Il en déduit que le contrat a été conclu en violation des dispositions d'ordre public et que la société Locam doit se voir infliger la déchéance des intérêts.

La société Locam réplique que M. X. commet une erreur d'analyse en confondant contrat de crédit affecté et contrat de location financière. Elle indique en effet qu'en présence d'un contrat de crédit, l'appelant serait propriétaire du site internet et qu'elle ne serait qu'un simple prêteur. Or, elle précise être propriétaire du site internet, soulignant que M. X. ne la rembourse pas d'un prêt mais verse une redevance en contrepartie de la concession d'une licence d'utilisation du site internet. Elle relève encore que la facture de la société DSL Communication a été dressée à son nom et non à celui de l'appelant. Elle en conclut que ce sont les dispositions du code monétaire et financier qui ont vocation à s'appliquer, à l'exclusion de celles du code de la consommation.

 

Appréciation de la cour

Le contrat conclu avec la société Locam est intitulé « contrat de location » lequel porte sur la mise à disposition d'une solution informatique, et plus précisément, l'utilisation d'un site internet et d'une application mobile, moyennant paiement de 60 loyers de 288 euros TTC.

Le juge ne peut requalifier un contrat que si son objet ne correspond pas à son intitulé.

En l'espèce, le site internet n'a pas été vendu à M. X. La société Locam l'a acquis auprès de la société DSL Communication et le loue à M. X. moyennant une redevance mensuelle fixe. La facture du site a été établie au nom de Locam, M. X. n'a pas vocation à en devenir propriétaire mais est seulement utilisateur autorisé du logiciel.

Le contrat ne comporte aucune stipulation d'intérêts et ne peut voir modifier sa qualification en contrat de crédit, comme le sollicite M. X.

Il s'agit d'un contrat de location financière connexe et les règles protectrices du code de la consommation en matière de prêt n'ont pas lieu d'être appliquées.

La demande de déchéance des intérêts se trouve ainsi d'autant plus dépourvue de fondement qu'aucun intérêt n'a été stipulé.

 

Sur la demande de confirmation du jugement :

La société Locam sollicite la confirmation du jugement en toutes ses dispositions.

M. X. a été condamné à payer à la société Locam la somme globale de 18.691,20 euros se décomposant ainsi :

- 864 euros au titre des loyers impayés du 30 juin au 31 août 2018,

- 86,40 euros au titre de la clause pénale sur les loyers impayés,

- 16 128 euros au titre des loyers à échoir du 30 septembre 2018 au 30 avril 2023

- 1 612,80 euros au titre de la clause pénale de 10 % sur les loyers à échoir.

Les documents contractuels justifient la demande.
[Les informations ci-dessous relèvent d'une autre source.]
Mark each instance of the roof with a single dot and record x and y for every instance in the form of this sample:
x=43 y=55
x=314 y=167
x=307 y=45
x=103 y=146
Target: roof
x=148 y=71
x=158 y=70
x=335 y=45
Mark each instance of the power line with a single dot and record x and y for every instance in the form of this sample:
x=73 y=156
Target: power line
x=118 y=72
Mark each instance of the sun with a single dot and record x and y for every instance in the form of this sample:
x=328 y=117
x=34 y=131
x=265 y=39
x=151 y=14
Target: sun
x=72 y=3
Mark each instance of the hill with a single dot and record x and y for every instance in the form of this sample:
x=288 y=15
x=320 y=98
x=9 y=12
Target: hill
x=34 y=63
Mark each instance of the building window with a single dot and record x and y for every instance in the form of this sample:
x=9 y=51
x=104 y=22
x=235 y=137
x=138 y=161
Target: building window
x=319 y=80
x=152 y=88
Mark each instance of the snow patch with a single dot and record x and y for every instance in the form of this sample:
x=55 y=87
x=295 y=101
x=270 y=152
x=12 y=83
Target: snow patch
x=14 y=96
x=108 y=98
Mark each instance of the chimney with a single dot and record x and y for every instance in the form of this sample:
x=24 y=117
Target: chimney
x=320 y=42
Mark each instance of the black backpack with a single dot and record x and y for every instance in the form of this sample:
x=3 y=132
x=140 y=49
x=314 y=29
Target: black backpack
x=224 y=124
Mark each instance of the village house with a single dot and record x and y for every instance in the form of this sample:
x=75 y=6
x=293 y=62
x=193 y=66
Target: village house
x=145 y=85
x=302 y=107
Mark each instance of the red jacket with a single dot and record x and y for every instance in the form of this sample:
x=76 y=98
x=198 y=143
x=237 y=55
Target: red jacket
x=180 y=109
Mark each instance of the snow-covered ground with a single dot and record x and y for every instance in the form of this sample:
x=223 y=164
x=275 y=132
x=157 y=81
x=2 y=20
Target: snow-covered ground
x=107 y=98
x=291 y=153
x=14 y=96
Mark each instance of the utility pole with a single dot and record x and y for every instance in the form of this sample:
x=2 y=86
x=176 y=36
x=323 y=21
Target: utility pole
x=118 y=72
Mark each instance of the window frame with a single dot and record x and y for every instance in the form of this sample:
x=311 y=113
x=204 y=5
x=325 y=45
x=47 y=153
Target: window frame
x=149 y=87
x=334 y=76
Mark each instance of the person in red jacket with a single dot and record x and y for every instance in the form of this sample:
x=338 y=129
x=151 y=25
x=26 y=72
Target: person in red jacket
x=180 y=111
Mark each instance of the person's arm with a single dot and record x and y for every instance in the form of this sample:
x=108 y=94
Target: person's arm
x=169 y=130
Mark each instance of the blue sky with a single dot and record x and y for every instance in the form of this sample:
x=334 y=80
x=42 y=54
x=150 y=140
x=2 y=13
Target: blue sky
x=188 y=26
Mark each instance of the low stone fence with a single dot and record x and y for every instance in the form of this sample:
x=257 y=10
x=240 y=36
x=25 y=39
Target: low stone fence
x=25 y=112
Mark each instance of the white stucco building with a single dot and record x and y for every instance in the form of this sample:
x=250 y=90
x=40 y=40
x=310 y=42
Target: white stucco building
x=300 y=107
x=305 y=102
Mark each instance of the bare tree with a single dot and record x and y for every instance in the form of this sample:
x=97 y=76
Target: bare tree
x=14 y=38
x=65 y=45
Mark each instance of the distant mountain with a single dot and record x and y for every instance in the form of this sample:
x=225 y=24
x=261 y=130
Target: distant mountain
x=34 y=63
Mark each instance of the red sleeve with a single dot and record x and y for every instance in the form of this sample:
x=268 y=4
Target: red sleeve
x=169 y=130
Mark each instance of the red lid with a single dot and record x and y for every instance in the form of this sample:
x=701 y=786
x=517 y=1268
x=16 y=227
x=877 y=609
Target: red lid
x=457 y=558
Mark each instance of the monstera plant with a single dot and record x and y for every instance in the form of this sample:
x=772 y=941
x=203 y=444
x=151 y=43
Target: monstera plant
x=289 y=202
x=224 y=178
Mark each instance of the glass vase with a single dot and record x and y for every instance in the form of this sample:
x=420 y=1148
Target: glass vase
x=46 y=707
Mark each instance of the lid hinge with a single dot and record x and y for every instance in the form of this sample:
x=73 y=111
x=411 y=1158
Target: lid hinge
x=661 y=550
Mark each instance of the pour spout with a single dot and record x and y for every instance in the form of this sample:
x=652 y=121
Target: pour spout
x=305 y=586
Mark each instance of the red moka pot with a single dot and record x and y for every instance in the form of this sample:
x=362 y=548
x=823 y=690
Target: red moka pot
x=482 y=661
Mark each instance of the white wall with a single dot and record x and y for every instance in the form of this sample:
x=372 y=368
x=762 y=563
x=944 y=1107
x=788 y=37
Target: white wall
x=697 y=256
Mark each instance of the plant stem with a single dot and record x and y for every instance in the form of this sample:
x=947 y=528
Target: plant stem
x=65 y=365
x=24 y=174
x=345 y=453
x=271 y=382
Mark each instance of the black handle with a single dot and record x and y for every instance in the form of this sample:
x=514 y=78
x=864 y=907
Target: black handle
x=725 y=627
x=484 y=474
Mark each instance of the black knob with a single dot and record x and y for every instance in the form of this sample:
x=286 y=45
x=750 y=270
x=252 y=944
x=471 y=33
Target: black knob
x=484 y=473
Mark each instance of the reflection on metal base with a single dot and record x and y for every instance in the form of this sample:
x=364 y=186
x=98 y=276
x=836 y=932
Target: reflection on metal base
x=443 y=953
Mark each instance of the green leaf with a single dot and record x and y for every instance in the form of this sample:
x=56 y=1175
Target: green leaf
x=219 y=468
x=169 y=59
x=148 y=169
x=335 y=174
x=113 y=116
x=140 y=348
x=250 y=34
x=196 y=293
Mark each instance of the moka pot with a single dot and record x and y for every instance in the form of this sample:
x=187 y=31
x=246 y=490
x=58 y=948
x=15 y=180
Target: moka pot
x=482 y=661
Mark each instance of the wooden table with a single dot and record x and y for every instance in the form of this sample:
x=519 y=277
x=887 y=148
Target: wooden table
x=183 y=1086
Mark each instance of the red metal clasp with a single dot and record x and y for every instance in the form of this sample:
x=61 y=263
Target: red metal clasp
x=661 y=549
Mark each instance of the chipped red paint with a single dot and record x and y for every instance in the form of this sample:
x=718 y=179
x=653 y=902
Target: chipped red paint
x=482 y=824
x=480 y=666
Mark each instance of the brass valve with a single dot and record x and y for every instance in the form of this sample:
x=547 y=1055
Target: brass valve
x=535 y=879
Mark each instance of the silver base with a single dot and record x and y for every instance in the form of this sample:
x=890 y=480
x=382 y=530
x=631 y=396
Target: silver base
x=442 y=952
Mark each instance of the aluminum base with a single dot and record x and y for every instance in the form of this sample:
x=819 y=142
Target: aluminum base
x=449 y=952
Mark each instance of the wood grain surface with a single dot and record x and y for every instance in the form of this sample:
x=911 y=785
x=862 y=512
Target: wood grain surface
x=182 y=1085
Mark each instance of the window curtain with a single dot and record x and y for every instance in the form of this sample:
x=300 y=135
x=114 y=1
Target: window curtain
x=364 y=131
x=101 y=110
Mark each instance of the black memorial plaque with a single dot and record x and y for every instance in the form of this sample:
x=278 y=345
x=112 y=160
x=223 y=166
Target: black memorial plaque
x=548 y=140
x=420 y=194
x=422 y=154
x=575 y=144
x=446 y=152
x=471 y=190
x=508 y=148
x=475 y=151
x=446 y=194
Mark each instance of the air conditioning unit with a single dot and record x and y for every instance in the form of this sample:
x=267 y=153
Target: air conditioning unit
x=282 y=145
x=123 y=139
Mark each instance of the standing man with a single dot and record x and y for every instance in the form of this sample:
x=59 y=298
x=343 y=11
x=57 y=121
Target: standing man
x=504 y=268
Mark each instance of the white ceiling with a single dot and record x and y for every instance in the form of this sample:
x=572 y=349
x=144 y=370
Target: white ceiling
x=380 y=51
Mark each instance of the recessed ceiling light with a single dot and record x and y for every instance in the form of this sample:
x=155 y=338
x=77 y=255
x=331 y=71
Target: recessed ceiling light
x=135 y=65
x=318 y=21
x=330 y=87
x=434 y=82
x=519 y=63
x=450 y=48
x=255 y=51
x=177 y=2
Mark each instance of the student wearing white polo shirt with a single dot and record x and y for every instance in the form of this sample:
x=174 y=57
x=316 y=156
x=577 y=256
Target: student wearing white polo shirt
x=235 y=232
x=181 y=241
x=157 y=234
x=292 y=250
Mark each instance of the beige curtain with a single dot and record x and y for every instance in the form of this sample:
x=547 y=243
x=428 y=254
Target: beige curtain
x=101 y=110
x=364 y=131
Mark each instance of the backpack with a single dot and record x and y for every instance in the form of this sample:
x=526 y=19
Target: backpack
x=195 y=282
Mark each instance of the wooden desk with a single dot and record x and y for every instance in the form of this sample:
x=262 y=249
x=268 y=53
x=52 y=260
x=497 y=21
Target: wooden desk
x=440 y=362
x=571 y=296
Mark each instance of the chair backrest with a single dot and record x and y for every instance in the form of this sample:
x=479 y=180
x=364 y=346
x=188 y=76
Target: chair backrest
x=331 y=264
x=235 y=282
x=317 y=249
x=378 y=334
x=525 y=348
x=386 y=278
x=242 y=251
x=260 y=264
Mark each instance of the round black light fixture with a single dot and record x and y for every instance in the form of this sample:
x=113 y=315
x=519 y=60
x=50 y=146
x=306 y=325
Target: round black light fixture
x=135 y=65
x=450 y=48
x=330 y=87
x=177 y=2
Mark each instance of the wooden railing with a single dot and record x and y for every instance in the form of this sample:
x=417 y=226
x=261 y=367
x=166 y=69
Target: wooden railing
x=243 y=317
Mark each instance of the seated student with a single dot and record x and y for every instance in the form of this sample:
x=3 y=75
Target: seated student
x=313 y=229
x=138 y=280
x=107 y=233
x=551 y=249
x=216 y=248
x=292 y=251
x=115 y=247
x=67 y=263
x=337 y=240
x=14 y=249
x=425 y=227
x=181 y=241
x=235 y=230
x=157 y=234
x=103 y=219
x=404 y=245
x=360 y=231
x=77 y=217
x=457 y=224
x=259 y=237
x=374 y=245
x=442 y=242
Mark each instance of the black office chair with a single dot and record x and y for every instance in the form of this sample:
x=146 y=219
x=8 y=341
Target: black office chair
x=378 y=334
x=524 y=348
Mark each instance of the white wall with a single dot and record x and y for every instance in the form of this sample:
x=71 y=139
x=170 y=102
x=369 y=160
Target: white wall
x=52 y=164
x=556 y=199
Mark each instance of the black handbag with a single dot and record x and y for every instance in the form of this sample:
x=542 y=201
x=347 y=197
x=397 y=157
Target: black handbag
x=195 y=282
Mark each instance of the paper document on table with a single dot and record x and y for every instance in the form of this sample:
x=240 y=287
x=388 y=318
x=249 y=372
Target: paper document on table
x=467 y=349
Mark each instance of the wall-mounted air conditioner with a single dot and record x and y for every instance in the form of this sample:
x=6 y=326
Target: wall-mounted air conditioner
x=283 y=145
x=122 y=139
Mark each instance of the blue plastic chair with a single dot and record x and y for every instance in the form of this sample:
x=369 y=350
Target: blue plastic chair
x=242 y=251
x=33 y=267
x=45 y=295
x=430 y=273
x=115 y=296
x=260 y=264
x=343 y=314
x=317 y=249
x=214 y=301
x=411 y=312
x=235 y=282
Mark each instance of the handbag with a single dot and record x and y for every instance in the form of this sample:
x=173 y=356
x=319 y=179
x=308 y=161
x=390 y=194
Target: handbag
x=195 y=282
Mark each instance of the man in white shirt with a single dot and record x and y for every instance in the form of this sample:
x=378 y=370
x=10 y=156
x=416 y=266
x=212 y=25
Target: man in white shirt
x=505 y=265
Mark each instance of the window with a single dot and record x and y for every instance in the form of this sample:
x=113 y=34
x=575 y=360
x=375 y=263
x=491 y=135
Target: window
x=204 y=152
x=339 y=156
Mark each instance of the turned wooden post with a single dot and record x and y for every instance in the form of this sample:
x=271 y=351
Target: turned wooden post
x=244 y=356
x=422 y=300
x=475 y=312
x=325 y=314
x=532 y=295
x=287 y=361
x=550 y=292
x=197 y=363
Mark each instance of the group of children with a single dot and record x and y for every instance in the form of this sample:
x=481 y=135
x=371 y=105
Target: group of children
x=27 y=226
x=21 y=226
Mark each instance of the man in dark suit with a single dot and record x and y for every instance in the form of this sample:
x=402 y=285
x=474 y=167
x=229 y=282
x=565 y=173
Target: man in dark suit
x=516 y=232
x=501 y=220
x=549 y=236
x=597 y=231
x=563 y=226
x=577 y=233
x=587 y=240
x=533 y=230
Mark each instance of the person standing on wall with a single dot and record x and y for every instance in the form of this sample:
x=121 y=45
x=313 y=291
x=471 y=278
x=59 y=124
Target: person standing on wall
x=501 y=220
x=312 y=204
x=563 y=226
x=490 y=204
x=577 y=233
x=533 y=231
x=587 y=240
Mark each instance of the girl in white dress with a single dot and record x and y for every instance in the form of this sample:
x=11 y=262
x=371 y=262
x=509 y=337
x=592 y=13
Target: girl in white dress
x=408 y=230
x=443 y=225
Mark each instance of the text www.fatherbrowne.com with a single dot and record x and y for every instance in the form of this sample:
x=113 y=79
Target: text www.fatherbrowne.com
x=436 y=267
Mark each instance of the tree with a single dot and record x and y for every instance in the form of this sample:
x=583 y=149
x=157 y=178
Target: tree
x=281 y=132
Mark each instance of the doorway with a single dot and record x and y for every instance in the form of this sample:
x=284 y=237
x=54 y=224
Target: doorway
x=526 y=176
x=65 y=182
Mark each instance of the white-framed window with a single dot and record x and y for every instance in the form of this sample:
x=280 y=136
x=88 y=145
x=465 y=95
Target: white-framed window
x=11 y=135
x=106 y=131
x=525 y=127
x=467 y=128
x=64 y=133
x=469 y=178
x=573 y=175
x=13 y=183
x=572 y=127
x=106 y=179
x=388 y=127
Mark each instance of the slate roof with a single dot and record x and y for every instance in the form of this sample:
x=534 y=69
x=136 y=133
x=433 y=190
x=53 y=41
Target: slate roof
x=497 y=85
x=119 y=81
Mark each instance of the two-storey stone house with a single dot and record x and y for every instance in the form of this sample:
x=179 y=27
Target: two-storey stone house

Toutefois, l'article 1231-5 du code civil dans sa rédaction applicable au contrat, prévoit que le juge peut, même d'office, modérer ou augmenter la pénalité convenue pour inexécution du contrat, si la pénalité apparaît manifestement excessive ou dérisoire.

En l'espèce, il est établi que la société Locam a acquis le site internet et l'application mobile qu'elle loue à M. X. au prix de 10.463,22 euros. Au titre de l'exécution forcée du contrat, elle a vocation à percevoir des loyers de 17.078,40 euros. Ce différentiel caractérise les pénalités excessives contractuellement fixées à 10 % sur les loyers à échoir. Celle-ci sera réduite à 1 %, soit à la somme de 161,28 euros.

Par conséquent, M. X. sera condamné à payer à la société Locam la somme de 17 239,68 euros, assortie des intérêts au taux légal, à compter de la mise en demeure du 24 août 2018.

Le jugement sera confirmé en ce qu'il a ordonné la capitalisation des intérêts échus depuis une année entière dans les conditions prévues à l'article 1343-2 du code civil.

 

Sur la demande de dommages et intérêts :

Au soutien de son appel, M. X. fait valoir que les violations, par la société Locam, des dispositions du code de la consommation et du code monétaire et financier lui ont causé un préjudice. Il indique en effet n'avoir jamais utilisé les services prévus au contrat initial puisque le site internet et l'application mobile n'ont jamais été fonctionnels. Il ajoute n'avoir perçu aucune somme de la part de l'intimée. Il rappelle en outre qu'en matière de crédit, le juge dispose du pouvoir discrétionnaire de moduler les effets de la sanction. Il sollicite donc le versement d'une somme de 20.000 euros au minimum à titre de dommages et intérêts pour le préjudice moral qu'il a subi du fait des multiples manquements de la société Locam à ses obligations.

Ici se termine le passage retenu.